The company’s reply: “It’s classified.”

Reached by phone, a StarPoint representative named Rianne didn’t want to talk about work being done on the properties without the proper permits. “I would not answer that question, honestly,” she said. She did agree to pass a phone number along to ownership, but no one called back. In a subsequent call, someone who answered the phone said Van Barker wasn’t available.

The StarPoint website and Facebook page stresses the company’s openness to Section 8, suggesting those are renters they’re targeting. 

“Are they just trying to do as cheap as possible rehabs and then get Section 8 tenants in there, who have minimal choices?” says Fernandez. “The payout is decent. I don’t have any way to prove that, but it wouldn’t be the first time people have done something like that.”

Keys points out that Section 8 housing, which is federally funded but administered at the local level, has tended to remain steady even amid turbulent economic times, offering a kind of financial insulation that market-rate rents don’t.

There is a playbook run by a certain type of developer and landlord centered on Section 8. The value of the rental vouchers given to recipients is pegged to the rent for the region, even though that varies wildly from one neighborhood to the next. In more rundown areas, then, the Section 8 money is likely to be higher than fair-market rents. As a bonus (from the property owner’s point of view), the sort of people renting with Section 8 assistance are often the least able to pack up and move when conditions in their rental deteriorate or they become disillusioned with their landlord. 

The StarPoint Facebook page boasts of rehabbing rundown houses in areas that it claims no other developers will. “When we first went to St. Louis, an agent told us the ZIP codes we shouldn’t buy in,” reads one post. “We said, ‘Okay, let’s look in those ZIP codes.’”

It’s true that many Lighthouse properties were in rough shape when they purchased them. Their appraised value was rarely more than $25,000. The house on Dodier Street, for instance, had its windows broken out, its door boarded up. But there was nothing to indicate its bones weren’t solid. 

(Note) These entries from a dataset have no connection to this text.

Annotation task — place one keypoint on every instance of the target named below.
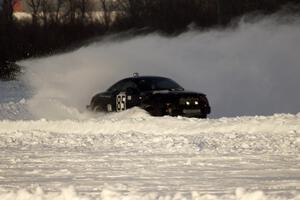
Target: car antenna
(136, 74)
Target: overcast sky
(252, 70)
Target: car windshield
(158, 83)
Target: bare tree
(7, 11)
(106, 8)
(35, 9)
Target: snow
(53, 149)
(132, 155)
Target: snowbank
(110, 194)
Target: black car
(157, 95)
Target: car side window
(128, 84)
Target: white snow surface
(132, 155)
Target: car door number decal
(121, 101)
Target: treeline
(55, 25)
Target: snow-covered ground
(51, 148)
(131, 155)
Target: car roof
(145, 77)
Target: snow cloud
(253, 69)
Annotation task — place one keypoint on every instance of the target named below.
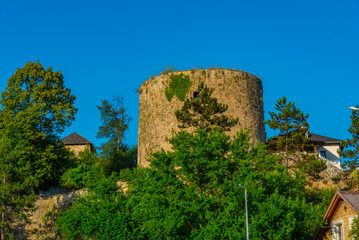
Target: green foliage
(179, 86)
(115, 154)
(116, 160)
(292, 125)
(39, 95)
(355, 175)
(16, 176)
(99, 214)
(37, 99)
(74, 178)
(193, 193)
(204, 112)
(312, 165)
(354, 231)
(351, 146)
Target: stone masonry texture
(241, 91)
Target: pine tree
(351, 146)
(115, 154)
(292, 125)
(204, 112)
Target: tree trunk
(3, 215)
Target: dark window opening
(195, 95)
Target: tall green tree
(354, 231)
(351, 145)
(115, 153)
(292, 126)
(192, 192)
(17, 181)
(38, 99)
(204, 112)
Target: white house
(326, 147)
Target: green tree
(292, 125)
(354, 231)
(38, 99)
(115, 154)
(204, 112)
(351, 146)
(17, 181)
(192, 192)
(100, 213)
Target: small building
(76, 143)
(339, 216)
(326, 147)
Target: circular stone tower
(241, 91)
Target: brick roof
(352, 198)
(322, 139)
(75, 139)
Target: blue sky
(304, 50)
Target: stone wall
(41, 226)
(241, 91)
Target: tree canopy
(204, 112)
(40, 97)
(292, 126)
(115, 153)
(351, 145)
(37, 100)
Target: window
(337, 230)
(195, 95)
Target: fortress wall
(241, 91)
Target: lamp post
(245, 199)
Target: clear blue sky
(307, 51)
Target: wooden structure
(342, 210)
(326, 147)
(76, 143)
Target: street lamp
(245, 198)
(354, 108)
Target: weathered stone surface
(241, 91)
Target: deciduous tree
(38, 99)
(17, 180)
(351, 145)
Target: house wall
(78, 148)
(332, 152)
(343, 212)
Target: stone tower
(241, 91)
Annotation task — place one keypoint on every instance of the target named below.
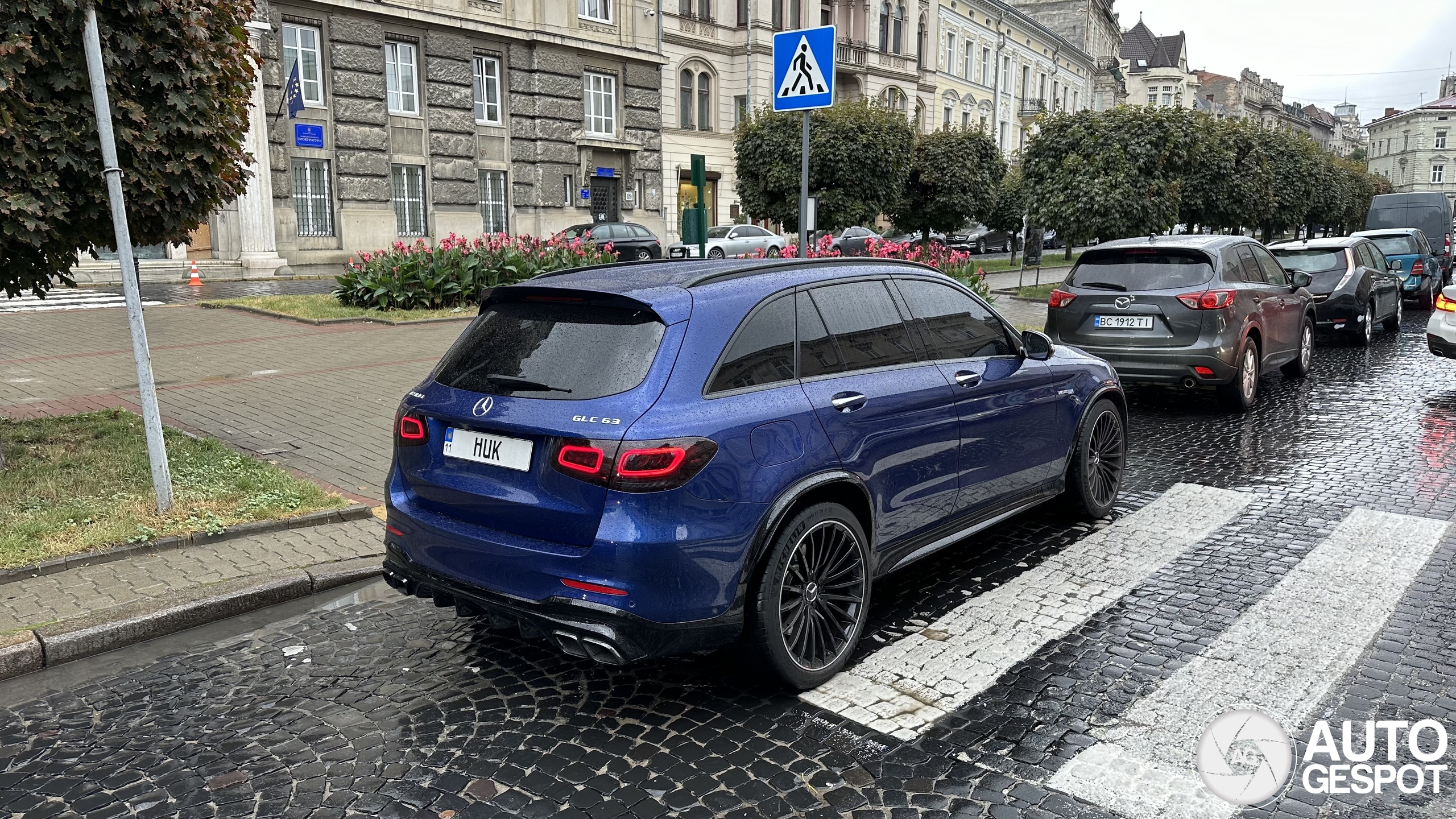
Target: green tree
(1108, 174)
(180, 84)
(859, 159)
(954, 175)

The company’s work has made an already difficult scope of work even more complicated.

“Painting those buildings like that is damaging to the brick work, to the masonry, and will shorten the lifespan of the buildings,” says Weil, of the landmarks association. “It’s very difficult to reverse that without damaging the brick.”

If someone now were to come along and do a proper rehab, Fernandez says, it would be even harder because all the Lighthouse work would have to be undone. 

“I would much rather have them never have touched it,” he says. “Before they bought it there was a lot wrong. But since they touched it, can you trust anything they did?”